I have a similar problem to this one. I want to download the tables for all years/months in this webpage. I have been able to download the tables that appear when opening the website using the following code:
#######
# Pages
#######
yr.list <- seq(2012,2020)
mes.list <- c("Enero", "Febrero", "Marzo", "Abril", "Mayo", "Junio", "Julio", "Agosto", "Septiembre", "Octubre", "Noviembre", "Diciembre")

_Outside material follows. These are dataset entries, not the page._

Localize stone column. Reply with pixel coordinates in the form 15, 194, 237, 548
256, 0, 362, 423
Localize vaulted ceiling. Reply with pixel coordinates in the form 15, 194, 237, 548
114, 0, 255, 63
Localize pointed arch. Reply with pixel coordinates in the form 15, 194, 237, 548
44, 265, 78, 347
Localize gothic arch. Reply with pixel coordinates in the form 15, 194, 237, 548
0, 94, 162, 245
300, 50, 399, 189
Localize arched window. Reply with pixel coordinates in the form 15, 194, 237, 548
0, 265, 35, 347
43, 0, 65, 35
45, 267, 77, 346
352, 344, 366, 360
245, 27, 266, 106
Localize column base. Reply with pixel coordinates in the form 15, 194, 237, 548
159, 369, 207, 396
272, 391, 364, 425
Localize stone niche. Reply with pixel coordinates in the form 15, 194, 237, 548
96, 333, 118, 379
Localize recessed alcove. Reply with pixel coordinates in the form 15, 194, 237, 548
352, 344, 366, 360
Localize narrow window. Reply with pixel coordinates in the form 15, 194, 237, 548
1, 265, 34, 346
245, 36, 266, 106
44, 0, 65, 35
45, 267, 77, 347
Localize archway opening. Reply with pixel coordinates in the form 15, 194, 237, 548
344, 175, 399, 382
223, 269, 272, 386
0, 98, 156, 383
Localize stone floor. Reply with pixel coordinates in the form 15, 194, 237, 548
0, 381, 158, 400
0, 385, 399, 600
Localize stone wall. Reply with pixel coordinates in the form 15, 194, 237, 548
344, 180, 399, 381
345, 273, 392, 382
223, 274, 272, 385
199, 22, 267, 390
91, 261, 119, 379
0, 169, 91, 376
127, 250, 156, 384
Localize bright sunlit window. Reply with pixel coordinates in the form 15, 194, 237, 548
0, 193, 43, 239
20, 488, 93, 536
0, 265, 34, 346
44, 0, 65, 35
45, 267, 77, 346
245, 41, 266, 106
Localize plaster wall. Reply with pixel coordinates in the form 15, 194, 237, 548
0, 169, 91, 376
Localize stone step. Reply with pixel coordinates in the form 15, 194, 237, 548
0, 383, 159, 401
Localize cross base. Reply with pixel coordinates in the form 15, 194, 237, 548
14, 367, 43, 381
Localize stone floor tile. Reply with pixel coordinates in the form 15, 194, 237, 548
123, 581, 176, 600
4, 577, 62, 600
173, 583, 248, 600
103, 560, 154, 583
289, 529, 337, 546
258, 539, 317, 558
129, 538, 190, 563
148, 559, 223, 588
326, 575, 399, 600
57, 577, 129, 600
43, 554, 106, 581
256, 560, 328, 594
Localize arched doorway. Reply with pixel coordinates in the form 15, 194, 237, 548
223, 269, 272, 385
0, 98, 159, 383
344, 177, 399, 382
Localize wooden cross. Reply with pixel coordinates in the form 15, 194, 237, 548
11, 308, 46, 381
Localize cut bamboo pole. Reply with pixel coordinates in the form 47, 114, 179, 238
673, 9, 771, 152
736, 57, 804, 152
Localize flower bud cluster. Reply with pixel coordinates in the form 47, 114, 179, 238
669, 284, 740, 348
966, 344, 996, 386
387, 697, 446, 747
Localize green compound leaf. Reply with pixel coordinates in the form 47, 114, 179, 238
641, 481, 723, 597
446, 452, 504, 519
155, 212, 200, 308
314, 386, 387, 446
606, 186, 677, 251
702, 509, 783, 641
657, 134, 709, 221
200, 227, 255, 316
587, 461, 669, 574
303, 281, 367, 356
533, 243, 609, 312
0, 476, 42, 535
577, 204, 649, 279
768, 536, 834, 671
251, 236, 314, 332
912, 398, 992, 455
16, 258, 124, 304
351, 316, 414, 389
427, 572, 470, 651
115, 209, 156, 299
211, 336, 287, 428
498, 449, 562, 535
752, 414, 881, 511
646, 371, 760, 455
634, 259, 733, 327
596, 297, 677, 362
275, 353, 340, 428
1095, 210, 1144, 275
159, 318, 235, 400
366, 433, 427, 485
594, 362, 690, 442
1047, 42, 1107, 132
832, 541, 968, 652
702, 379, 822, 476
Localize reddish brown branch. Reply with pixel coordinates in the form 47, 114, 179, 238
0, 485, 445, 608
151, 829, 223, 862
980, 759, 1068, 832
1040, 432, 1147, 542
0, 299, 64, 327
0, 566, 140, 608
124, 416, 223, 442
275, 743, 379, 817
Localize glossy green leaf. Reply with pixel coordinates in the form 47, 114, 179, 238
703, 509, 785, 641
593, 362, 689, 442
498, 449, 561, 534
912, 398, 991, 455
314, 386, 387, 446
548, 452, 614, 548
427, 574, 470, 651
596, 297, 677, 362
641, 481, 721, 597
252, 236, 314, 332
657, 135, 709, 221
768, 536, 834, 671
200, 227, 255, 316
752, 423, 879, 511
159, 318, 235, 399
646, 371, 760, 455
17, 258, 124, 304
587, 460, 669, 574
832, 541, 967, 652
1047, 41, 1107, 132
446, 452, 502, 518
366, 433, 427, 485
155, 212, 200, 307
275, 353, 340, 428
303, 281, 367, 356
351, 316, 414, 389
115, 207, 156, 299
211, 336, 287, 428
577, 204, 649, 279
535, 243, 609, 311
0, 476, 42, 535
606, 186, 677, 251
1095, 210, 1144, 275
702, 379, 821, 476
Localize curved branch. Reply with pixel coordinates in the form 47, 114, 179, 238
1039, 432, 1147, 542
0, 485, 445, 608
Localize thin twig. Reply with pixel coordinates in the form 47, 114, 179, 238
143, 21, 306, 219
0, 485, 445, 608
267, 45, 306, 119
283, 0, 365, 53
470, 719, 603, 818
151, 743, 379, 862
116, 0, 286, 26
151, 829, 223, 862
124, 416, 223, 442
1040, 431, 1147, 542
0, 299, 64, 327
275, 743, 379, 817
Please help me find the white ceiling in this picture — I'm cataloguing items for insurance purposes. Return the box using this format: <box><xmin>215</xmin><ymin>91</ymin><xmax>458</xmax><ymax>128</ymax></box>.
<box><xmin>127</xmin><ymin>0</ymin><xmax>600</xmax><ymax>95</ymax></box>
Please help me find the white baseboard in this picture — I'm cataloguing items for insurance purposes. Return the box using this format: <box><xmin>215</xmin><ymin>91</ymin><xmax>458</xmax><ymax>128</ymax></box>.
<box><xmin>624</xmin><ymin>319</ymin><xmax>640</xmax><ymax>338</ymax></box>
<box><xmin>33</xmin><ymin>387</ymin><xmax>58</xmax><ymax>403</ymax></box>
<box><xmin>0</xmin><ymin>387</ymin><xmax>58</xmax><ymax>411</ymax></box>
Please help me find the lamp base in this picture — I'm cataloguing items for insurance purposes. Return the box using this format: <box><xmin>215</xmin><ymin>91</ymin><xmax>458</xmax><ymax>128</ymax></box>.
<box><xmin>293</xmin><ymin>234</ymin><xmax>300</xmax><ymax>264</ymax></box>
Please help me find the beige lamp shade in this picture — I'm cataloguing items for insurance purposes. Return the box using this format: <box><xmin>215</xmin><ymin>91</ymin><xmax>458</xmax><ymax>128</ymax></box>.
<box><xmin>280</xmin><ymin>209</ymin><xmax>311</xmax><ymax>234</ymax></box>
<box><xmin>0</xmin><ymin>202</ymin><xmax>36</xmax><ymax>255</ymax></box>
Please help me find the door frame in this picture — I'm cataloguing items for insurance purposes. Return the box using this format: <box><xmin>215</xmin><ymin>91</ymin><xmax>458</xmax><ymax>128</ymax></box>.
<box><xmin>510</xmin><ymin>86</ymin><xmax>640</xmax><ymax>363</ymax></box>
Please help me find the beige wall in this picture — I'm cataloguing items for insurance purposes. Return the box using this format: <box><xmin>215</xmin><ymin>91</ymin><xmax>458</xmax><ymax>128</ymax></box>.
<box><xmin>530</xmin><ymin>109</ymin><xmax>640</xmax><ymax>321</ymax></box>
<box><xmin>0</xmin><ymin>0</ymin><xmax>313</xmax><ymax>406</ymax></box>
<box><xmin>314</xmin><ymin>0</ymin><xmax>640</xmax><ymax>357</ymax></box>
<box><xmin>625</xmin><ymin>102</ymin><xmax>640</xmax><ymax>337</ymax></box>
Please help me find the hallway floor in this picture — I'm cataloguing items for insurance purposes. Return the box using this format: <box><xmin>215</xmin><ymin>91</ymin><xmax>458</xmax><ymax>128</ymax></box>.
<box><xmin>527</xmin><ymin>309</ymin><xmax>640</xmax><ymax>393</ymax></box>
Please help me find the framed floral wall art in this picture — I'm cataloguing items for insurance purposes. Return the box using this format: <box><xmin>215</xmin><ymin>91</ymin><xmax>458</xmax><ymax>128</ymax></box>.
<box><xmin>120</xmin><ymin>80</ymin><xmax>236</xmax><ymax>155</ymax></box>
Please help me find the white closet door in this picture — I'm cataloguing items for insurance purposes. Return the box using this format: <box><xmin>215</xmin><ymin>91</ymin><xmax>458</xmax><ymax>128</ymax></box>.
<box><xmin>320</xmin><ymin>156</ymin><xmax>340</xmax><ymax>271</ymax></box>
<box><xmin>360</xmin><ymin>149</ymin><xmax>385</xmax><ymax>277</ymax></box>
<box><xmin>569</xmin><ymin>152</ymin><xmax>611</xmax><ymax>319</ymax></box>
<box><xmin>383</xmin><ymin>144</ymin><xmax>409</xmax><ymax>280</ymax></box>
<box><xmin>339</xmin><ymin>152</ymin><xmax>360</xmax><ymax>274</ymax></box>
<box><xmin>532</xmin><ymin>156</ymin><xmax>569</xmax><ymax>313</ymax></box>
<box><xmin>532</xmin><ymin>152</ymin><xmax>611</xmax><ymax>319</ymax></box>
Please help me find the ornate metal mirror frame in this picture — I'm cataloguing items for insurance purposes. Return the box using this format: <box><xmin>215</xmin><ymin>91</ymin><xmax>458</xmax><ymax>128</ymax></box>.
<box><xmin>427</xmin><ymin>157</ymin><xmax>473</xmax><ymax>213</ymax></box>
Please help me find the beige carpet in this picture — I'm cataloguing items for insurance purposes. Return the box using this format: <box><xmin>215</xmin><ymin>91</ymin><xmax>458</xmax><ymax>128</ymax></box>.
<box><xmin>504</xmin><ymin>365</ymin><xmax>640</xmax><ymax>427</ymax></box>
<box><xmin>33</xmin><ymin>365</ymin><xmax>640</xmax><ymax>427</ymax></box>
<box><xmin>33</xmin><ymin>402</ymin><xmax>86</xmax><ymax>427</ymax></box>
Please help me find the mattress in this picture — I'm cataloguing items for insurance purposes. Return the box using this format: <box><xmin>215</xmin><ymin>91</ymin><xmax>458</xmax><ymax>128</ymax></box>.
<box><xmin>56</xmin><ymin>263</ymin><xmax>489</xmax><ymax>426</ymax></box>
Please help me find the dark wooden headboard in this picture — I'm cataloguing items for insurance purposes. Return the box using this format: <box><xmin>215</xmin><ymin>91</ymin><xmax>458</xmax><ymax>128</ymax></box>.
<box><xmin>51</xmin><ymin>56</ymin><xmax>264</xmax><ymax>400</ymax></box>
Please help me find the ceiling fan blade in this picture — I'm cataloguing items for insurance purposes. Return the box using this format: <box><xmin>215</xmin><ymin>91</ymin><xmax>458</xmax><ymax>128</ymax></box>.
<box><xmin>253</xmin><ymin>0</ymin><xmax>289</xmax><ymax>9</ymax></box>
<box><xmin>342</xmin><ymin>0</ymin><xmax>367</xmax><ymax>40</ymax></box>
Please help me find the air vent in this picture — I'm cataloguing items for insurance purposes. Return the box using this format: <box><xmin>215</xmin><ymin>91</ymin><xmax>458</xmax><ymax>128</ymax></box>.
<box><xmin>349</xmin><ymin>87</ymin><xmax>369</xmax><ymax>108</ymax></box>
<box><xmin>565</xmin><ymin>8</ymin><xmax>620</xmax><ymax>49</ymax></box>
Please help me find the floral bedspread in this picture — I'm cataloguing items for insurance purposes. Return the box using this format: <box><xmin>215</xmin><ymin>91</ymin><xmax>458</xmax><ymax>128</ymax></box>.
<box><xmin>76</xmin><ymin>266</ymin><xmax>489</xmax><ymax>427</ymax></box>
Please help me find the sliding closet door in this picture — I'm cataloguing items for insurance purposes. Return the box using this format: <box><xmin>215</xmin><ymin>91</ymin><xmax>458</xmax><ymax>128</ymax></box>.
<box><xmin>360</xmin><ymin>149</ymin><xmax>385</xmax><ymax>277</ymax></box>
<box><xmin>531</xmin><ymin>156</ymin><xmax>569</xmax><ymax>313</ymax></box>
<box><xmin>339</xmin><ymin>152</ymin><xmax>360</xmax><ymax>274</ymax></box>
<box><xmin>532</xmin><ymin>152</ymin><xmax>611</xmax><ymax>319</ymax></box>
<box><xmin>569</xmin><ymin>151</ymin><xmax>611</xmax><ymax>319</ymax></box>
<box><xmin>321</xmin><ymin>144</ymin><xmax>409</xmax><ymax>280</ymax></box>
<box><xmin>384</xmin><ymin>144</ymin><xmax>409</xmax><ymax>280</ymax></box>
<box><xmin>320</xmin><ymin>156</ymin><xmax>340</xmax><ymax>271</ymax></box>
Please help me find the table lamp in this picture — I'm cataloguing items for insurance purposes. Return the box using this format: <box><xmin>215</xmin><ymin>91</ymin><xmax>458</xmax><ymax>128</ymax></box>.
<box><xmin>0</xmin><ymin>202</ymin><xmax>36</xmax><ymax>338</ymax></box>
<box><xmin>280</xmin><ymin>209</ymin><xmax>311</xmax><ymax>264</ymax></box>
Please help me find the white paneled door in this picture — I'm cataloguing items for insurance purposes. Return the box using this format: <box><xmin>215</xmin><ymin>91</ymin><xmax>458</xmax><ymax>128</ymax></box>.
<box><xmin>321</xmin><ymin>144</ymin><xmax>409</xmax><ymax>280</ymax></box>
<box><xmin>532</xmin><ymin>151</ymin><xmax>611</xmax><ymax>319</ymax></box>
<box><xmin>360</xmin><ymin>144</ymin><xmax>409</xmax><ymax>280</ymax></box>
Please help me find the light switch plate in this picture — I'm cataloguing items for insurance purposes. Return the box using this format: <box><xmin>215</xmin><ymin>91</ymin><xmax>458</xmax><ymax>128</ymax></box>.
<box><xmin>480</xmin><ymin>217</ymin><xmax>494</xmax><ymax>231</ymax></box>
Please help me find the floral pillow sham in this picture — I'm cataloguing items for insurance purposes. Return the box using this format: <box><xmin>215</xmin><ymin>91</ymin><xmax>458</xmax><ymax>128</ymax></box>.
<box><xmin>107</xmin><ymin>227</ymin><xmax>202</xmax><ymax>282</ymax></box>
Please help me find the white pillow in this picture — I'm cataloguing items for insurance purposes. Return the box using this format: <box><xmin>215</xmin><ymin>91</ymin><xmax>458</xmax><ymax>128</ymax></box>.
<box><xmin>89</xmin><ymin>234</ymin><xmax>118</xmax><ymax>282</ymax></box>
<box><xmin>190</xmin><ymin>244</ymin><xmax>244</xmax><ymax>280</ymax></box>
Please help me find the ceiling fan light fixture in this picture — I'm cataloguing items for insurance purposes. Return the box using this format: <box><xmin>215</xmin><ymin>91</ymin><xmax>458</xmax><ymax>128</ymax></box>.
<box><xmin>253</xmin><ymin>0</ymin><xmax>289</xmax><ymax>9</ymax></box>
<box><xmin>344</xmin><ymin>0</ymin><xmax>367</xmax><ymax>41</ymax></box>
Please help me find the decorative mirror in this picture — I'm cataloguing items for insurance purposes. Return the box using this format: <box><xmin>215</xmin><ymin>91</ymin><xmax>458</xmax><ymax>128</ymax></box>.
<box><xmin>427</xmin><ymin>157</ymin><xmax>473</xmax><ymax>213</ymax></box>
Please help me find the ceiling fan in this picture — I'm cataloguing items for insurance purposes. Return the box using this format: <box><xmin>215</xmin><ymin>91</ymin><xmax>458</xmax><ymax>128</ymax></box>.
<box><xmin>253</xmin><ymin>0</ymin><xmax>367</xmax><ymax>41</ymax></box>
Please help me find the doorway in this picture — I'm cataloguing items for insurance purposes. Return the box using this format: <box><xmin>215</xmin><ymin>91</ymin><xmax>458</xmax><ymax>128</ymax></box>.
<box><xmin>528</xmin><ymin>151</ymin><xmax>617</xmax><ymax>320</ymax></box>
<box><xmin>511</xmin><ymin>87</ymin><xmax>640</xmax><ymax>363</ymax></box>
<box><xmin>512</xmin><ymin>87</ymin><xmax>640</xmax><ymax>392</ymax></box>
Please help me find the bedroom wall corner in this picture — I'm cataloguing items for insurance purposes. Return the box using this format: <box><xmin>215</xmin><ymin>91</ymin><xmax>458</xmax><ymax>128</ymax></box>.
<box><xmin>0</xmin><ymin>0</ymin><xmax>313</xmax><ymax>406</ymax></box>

c.list <- c("contrata","planta")
################################################
## UTarapaca Scraping Loop PLANTA & CONTRATA
################################################
combined_df <- data.frame()
for (c in c.list){
for (yr in yr.list){
for (mes in mes.list) {
# UChile URL
root <- "https://www.uta.cl/transparencia/"
# Full link
url <- paste(root,c,"/",yr,"/",mes,"/",sep="")
# Parse HTML File
file<-read_html(url)
# Get the nodes were the tables live
tables<-html_nodes(file, "table")
# This is the relevant table
table <- as.data.frame(html_table(tables[1], fill = TRUE))
}
Nonetheless, that code only fetches the 10 registers from the first page (Registros por pagina = 10 in the upper right corner of the table) and what I want is to download all the registers that the wrapped table contains. I tried looping over the different "table pages" (see lower right corner of the table to see pages) but the URL does not change when changing the page.
Any help on this would be greatly appreciated. Bests, Maria
CodePudding user response:
Here is a way with rvest
. First create all links outside any loop. Then lapply
an anonymous function to read each page and extract the tables from those pages.
library(httr)
library(rvest)
library(dplyr)
root <- "https://www.uta.cl/transparencia/"
c.list <- c("contrata","planta")
yr.list <- seq(2012, 2020)
mes.list <- c("Enero", "Febrero", "Marzo", "Abril", "Mayo", "Junio", "Julio", "Agosto", "Septiembre", "Octubre", "Noviembre", "Diciembre")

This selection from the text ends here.